My '53 MG-TD had a body with sheet metal over a wood frame. Earliest
Model Ts had same body structure.
Wooden wheel spokes & hubs were very common. Wooden frames common.
Never heard of wooden engine, though. Probably would have to be rebored
quite often :-)
Think Ford used wood frames on the A's or T's, and burned the scrap
into charcoal. A's according to this.
Start of Kingsford Charcoal - and the BBQ revolution maybe.

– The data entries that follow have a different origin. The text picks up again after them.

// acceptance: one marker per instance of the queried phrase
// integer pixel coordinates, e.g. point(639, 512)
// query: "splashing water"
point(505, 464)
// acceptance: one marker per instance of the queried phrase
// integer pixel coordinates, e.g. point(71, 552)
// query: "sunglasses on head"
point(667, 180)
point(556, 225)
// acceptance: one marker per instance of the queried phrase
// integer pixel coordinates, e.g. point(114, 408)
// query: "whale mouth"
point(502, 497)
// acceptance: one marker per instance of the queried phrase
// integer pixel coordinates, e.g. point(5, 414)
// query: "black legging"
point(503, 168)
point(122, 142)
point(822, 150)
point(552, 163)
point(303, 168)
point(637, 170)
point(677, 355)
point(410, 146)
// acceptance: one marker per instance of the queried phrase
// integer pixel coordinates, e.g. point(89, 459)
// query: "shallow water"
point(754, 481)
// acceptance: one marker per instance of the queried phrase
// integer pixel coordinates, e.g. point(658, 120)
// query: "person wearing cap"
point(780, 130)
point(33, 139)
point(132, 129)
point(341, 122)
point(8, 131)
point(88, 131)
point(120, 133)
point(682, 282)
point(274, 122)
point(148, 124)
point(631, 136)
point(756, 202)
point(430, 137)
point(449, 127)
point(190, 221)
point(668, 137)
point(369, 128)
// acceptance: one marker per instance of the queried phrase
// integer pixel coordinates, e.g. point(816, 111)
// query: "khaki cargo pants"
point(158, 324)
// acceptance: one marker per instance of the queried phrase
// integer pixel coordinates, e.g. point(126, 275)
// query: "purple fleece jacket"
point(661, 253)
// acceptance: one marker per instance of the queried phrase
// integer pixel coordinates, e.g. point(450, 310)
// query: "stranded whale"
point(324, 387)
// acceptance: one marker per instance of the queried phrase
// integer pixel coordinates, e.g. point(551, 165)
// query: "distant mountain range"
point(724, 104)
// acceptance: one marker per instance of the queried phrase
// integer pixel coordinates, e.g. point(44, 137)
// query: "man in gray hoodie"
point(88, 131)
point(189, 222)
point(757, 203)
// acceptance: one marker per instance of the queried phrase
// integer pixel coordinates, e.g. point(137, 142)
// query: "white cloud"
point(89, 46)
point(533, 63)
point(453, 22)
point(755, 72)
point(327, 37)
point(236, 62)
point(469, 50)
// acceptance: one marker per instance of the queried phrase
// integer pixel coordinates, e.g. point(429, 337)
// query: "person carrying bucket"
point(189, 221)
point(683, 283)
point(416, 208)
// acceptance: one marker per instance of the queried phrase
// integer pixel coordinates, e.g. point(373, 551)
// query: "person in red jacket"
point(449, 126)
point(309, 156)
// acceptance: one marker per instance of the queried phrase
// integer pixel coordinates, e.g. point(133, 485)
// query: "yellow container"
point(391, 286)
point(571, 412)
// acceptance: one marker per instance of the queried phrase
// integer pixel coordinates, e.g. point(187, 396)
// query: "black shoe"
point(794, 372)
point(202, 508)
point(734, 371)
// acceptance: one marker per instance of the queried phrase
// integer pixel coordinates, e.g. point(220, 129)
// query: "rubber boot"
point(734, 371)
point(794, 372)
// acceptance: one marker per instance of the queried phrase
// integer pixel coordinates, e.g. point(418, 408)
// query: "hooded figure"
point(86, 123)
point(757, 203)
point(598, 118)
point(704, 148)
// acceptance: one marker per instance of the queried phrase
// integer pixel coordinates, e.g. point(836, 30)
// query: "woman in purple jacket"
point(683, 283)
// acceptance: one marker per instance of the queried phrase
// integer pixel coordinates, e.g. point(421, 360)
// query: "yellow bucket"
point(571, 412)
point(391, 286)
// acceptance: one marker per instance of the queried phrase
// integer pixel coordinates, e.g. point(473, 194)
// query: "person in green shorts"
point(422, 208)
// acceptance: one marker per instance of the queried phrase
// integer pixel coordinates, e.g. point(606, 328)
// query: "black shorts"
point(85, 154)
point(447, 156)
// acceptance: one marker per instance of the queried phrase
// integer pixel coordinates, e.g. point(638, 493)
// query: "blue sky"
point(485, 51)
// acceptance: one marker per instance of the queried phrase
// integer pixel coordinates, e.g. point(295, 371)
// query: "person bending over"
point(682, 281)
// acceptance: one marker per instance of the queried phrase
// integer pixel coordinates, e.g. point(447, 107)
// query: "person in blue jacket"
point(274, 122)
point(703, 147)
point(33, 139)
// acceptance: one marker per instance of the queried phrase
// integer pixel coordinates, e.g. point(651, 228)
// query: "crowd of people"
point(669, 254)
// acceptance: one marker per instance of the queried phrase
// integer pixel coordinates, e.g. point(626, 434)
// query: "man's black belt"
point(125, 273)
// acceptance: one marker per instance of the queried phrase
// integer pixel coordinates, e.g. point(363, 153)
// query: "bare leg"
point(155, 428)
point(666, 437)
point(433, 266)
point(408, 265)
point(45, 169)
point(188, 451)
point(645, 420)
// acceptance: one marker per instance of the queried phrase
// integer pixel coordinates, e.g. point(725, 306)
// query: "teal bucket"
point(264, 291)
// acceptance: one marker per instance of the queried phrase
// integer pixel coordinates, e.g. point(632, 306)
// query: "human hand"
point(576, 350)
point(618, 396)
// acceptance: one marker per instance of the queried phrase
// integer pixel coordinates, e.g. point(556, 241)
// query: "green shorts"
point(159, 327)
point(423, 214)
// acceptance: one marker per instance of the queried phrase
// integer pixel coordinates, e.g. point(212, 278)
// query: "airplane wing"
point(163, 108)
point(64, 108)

On Sun, 29 Nov 2009 11:42:38 -0600, Vic Smith wrote:
Small part right, big part wrong.
The Ford Model T and the '28-31 A (there was a Ford 'A' back in '03, he
restarted the numbering in '28) were both steel frames. Ford used wooden
panels in the floor, specifically from forward of the front seat to the
firewall and (I think) sometimes farther back.
Some of the lower-production A bodies that were built by outside vendors
had wood reinforcing, but by '28 all of the Ford-produced bodies used
steel reinforcing; any wood was for attaching upholstery and not for
Chevrolet used steel panels over a wood structure up through 1936, if I'm
getting my dates right -- there was a joke among '50's hot rodders about
the result of a collision between a Ford and a Chevy -- on the one hand
you had a bent Ford, on the other you had a pile of sheet metal and dry
Dunno about Dodge or any of the other off-brands.
Dodge (Dodge brothers) made major componets for Ford Model T and some
other auto/truck companies too.Back in the 1960s or 1970s, some
Chevrolet axels assemblies (front wheel/four wheel drive, I think) were
made by Dodge.
First all-steel-bodied car: 1903 Vauxhall.
First all-steel-bodied closed car: 1924 Dodge.
I don't think US automakers went to all-steel bodies across-the-board until
about 1935 or so (excepting woodie wagons, of course).
New-built Morgans /still/ use an ash frame. Believe it or not.
firstname.lastname@example.org wrote in
Yep. They did that in 2003 to commemorate the Ford Motor Company's 100th
From what I remember, they had enough original tooling left over (!) to
produce most of their own parts. The rest they bought in the aftermarket.
Other than "gee whiz", is there any advantage to this wooden car?
Weight? I would think the lesser body rigidity would detract as much
from the performance as the weight reduction would add.
But what do I know, I'm not an engineer.